La fortuna quotidiana della signora Rosa

Il caffè non è gran che, e la minerale così ghiaccia da farti allegare i denti; in compenso, al baretto ci si può sedere un poco, e sfogliare in santa pace due giornali.

Non fosse che la signora Rosa, grassa e tinta, non levi il suo sedere dalla seggiola per recarsi, a intermittenza, col suo passo di gallina (forse un callo) alla sonora macchinetta che mi sta da presso.

Ella è una delle tante sciamannate – madri pure di famiglia – che spendono quel tanto che il marito porta a casa, infilandolo ogni giorno nelle slot-machines.

Di quest’andazzo lasso e pervertito, s’è accorto pure il parroco; che al sermone di domenica – senza scendere in dettaglio ma guardando tra la folla come un’aquila – tuona contro il losco affare, appannando trafelato le sue lenti.

Ma la signora Rosa è oramai un’habitué di questo giuoco: e pur di scialacquare una decina d’euro quotidiani, fa la cresta sulla spesa: prendendo un cavolo ingiallito all’ortolano e scatole di tonno coreano.

Del suo vizio giornaliero ha stabilito, anzi, una sorta di rituale; che forse, chissà, serve a reprimere quella certa depressione che le danno una figlia separata dal marito ed il maschio ch’entra ed esce di prigione (droga ed annessi).

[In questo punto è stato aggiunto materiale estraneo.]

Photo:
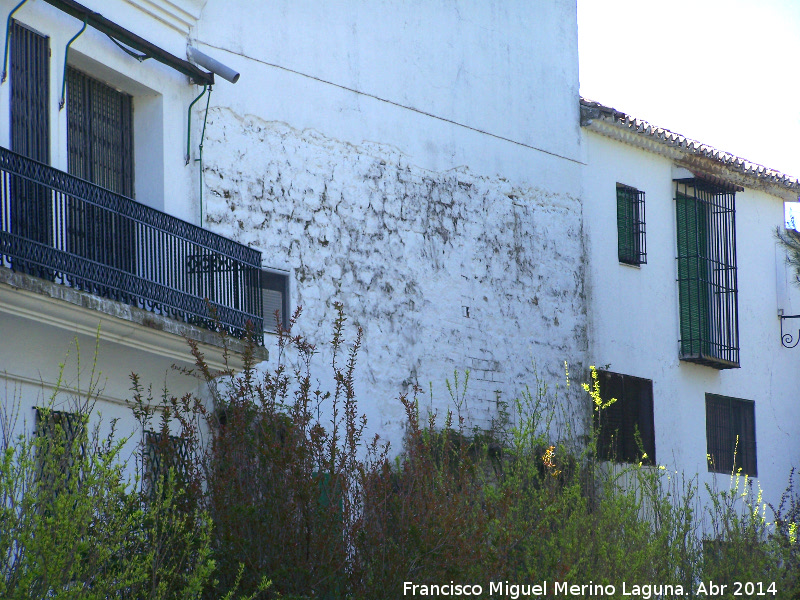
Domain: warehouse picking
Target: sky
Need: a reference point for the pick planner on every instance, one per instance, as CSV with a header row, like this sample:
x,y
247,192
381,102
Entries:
x,y
724,72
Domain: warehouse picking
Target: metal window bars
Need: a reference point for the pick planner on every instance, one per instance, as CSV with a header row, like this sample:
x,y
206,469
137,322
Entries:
x,y
151,260
707,276
163,452
631,238
730,435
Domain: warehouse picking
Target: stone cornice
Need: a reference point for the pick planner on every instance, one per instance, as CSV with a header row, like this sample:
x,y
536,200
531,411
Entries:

Ella, infatti, certe volte, s’alza di colpo risoluta: per andare, verso l’ordigno ingoiasoldi, come avvertisse un’intima chiamata (il paragnosta Emidio o padre Pio, non si sa).

Cert’altre, esce fuori sull’ingresso, come in cerca di qualcosa o di qualcuno; per poi precipitarsi, di filato, verso la slot-machine: ed allora la sento digitare, imbufalita, sopra i tasti colorati; fin tanto da attirare lo sguardo indagatore del gestore del locale: che ne ha cura (della macchina) come d’una di famiglia.

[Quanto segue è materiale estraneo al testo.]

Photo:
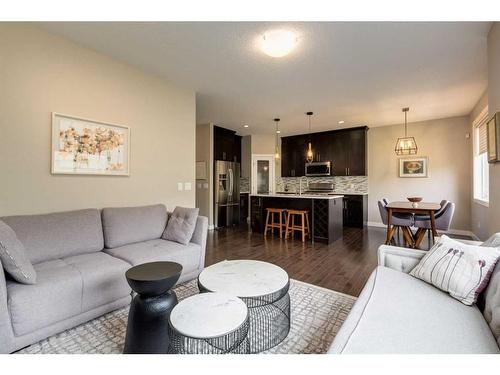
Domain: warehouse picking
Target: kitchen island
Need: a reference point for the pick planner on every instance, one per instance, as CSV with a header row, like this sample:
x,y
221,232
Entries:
x,y
325,212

Talora, infine, è come se avvertisse tra gli astanti, che trangugiano caffè e cappuccini, una presenza infausta: e s’attarda, la volpona, un poco a leggere qualche riga di giornale: in attesa che il sinistro menagramo sortisca dal locale e lei possa dedicarsi con passione a quel giro di fortuna che aspetta senza smania.

Occorre dire che, ogni tanto, uno scroscio di denari le porta fuori una bestemmia soddisfatta: fa un fagotto veloce del peculio guadagnato e lo para sopra il banco: sorvegliando che il gestore lo converta in più seri bigliettoni.

L’esercente l’accontenta; e le fa pure i complimenti, offrendole di suo un’anisetta.

Ma si capisce, dal suo sguardo, che la vittoria occasionale della signora Rosa, la consideri, in sostanza, una vittoria di Pirro (posto che sappia chi sia Pirro).

‘Godi oggi, ché hai un mese poi per piangere’ – deve pensare quel furbo di tre cotte, mentre passa la spugna sopra il banco.

Ma la signora Rosa, almeno quella volta, se n’esce soddisfatta: ha incontrato la fortuna e pensa di preparare, per il pranzo, un po’ di tortellini e lesso di vitello: ch’era tanto, che non se ne mangiava!